Musically this album is not all that different from the stuff we've come to expect from music classified as progressive metal. Combine Dream Theater instrumentation with power metal choruses and you'll have a fairly good idea of what Seventh Wonder sounds like. However, the band never blatantly copies anything, and manages to create their own sound in the process, one that doesn't really sound like either Dream Theater or generic power metal.
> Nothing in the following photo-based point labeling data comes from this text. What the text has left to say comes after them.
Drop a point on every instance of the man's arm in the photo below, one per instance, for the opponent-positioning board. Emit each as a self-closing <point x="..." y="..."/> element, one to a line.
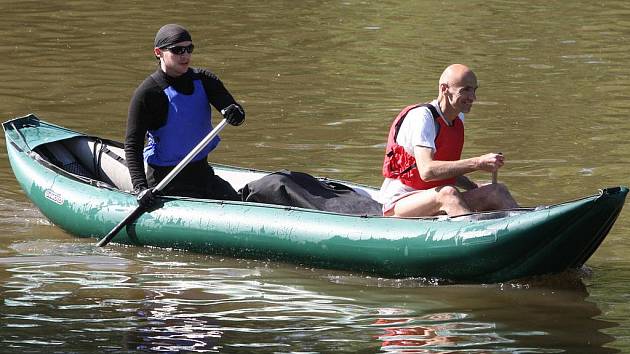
<point x="147" y="111"/>
<point x="432" y="170"/>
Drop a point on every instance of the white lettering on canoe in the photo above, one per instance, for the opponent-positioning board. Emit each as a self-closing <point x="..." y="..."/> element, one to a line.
<point x="54" y="197"/>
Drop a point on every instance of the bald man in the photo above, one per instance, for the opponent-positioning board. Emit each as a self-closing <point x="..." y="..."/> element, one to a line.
<point x="423" y="170"/>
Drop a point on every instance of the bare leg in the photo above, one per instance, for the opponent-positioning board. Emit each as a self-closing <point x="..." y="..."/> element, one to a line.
<point x="489" y="197"/>
<point x="431" y="202"/>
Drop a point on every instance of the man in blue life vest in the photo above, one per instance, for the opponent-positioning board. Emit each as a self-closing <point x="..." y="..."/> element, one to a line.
<point x="423" y="170"/>
<point x="171" y="109"/>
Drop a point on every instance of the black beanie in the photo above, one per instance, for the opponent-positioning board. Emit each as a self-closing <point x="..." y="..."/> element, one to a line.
<point x="171" y="34"/>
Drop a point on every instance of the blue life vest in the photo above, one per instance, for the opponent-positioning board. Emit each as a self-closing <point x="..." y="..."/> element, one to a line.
<point x="188" y="122"/>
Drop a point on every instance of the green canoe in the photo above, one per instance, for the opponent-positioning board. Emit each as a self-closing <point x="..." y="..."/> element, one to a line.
<point x="81" y="184"/>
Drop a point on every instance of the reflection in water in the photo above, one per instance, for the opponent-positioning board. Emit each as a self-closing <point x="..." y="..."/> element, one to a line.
<point x="177" y="303"/>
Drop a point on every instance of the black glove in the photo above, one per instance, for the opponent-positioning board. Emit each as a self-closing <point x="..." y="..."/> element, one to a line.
<point x="145" y="197"/>
<point x="234" y="114"/>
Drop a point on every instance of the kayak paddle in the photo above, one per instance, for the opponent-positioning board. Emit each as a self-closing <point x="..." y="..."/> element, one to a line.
<point x="180" y="166"/>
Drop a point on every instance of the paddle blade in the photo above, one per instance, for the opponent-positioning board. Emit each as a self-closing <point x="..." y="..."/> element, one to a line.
<point x="129" y="219"/>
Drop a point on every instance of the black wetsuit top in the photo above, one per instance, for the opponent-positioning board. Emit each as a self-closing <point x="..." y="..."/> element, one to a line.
<point x="148" y="110"/>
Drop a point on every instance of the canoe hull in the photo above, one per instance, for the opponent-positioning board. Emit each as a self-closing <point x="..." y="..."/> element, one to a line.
<point x="549" y="240"/>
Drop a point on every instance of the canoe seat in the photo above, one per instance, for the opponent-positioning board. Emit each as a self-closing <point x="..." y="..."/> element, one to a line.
<point x="103" y="159"/>
<point x="91" y="158"/>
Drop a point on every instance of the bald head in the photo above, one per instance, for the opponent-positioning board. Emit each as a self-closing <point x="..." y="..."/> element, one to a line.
<point x="456" y="90"/>
<point x="457" y="74"/>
As is the case with most prog bands, the musicianship here is top-notch but unlike some bands, the vocals here are extremely good. Some people who dislike power metal might not find Tommy Karevik's to vocals to their liking but while one might argue that he 'oversings' a bit at times, he never goes into his high range so much it becomes annoying. While all the band members play their instruments well, it's bassist Andreas Blomqvist who stands out. This probably would not normally be the case, but on Mercy Falls he is given a handful of chances to play bass solos which are some of the highlights of the songs they're in, especially on Break the Silence, which has a beautiful bass solo around 6 minutes in.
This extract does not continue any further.